They find followers rather than companions. They often spend time by themselves, retreating to isolated caves and mountains. They are brilliant in their strategic choices and moves. They are not always successful and since they are creating new ideas and challenging old ones, they often suffer a backlash that may even cost them their lives in the process. Even after they die, they cross time and space and remain alive in the imagination of their followers. As Nietzsches list of his own figures who approached and approximated the Superman is subjective and personal, each one of us is entitled to drawing up our own list. It is an exercise to be recommended as it will tell us as much about ourselves as our society..

Nietzsche followed Goethe in his admiration for the Prophet of Islam. Nietzsche compared the Prophet to Plato, one of the foundational figures of Western civilization. For Nietzsche, Plato thought he could do for all the Greeks what Muhammad did later for his Arabs

When Nietzsches Zarathustra went up the mountain seeking a species of Superman, he did not quite appreciate that they were in plain sight all along. Indeed, the concept of the Superman is not new. We have examples from the past going back several thousand years of figures who could justifiably be called Superman, from Moses, who parted the sea, turned his staff into a snake that ate up the Pharaohs snake, and climbed a mountain to talk to God, to Jesus Christ, who walked on water and gave life to a corpse. There are other figures such as the Holy Roman Emperor Frederick II who brought the different religions and communities in his empire closer together through scholarship and in mutual respect. In Hindu mythology we have examples of ancient heroes performing superhuman feats. Most societies have their own towering figures that they view as supermen-or superwomen. So, while among Christians, Jesus is the ultimate Superman, among Hindus it is Lord Ram, among Buddhists Lord Buddha, and so on. Platos philosopher-king was a prototype Superman and Alexander the Great was seen as an early Greek version of the Superman. Earlier in Nietzsches century, Thomas Carlyle had written his celebrated On Heroes, Hero-Worship, and the Heroic in History which was similar in scope to Nietzsches Superman idea and included several figures such as the Prophet of Islam, Rousseau and Napoleon that could over-lap with those on Nietzsches own list.

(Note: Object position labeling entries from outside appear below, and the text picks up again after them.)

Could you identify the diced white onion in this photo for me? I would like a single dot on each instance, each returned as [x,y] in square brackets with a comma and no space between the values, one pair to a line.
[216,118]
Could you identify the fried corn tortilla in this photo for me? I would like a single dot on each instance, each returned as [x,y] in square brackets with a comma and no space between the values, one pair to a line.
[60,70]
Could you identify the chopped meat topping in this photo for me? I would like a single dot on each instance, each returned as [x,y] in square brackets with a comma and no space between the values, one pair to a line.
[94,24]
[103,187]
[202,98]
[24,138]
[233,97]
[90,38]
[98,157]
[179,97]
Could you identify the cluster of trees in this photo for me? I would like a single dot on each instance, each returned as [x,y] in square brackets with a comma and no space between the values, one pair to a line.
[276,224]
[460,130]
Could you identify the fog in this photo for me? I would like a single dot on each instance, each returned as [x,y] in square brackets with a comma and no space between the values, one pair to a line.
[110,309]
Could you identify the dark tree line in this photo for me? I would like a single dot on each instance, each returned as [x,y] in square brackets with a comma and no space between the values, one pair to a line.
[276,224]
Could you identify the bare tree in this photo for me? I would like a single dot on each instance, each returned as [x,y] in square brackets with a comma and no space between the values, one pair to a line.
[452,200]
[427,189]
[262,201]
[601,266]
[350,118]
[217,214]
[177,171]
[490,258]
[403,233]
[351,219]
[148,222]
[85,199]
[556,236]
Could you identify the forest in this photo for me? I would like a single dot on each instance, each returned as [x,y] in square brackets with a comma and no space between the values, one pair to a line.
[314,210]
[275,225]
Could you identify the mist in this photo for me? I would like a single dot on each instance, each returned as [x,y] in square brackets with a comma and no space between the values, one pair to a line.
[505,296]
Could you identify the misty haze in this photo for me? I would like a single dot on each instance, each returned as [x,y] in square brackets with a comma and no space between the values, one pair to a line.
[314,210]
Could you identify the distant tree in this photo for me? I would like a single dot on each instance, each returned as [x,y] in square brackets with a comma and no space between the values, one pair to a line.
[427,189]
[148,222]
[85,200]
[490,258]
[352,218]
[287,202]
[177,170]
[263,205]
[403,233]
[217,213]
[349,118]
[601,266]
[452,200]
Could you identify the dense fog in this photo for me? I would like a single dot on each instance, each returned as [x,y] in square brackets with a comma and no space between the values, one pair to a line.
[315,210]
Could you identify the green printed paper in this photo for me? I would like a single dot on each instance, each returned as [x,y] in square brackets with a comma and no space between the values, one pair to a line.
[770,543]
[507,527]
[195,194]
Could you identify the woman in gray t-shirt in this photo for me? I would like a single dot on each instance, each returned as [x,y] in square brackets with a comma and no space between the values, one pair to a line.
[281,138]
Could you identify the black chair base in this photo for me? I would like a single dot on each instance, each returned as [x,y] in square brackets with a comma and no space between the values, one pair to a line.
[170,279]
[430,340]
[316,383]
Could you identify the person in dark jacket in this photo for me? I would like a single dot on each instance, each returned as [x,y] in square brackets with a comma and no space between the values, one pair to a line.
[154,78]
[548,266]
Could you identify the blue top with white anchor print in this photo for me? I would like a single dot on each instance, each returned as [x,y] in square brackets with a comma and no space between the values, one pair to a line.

Insan-i Kamil: The Prophet as the Muslim Superman

For Muslims, the figure of the Superman is represented by the Prophet of Islam. The Quran stated that God created man to be Gods vicegerent on earth; a super superman if you will. The high status and expectations of man are inherent in Islams theological vision and philosophic understanding of the nature of man. That philosophic vision is suffused with the notions of compassion and mercy. This potential in man finds its ultimate expression in the Prophet of Islam, the model and example for Muslims to aspire to. Gods greatest attributes are derived from his two most popular names-Rahman and Rahim-Compassionate and Merciful and as he is the Messenger of God the Prophet is described in the Quran as a mercy unto mankind. The Prophet is known in the Islamic tradition as Insan-i Kamil or the Perfect Man, the equivalent of the Superman, and he is also called Khayr ul Bashr, or the best of mankind.

There are indeed interesting parallels between Nietzsches Superman and the Perfect Man in the Islamic tradition as personified by the Prophet. Is there a more direct relationship between the two concepts? Did the way that Muslims conceive of the Prophet of Islam, in turn, influence the construct of Ubermensch or the Superman? If so what are the intellectual links to possible sources that we can trace? The clues are many although some are admittedly weak. Yet it is worth exploring some of the connections which may heighten our understanding of both concepts and their similarities.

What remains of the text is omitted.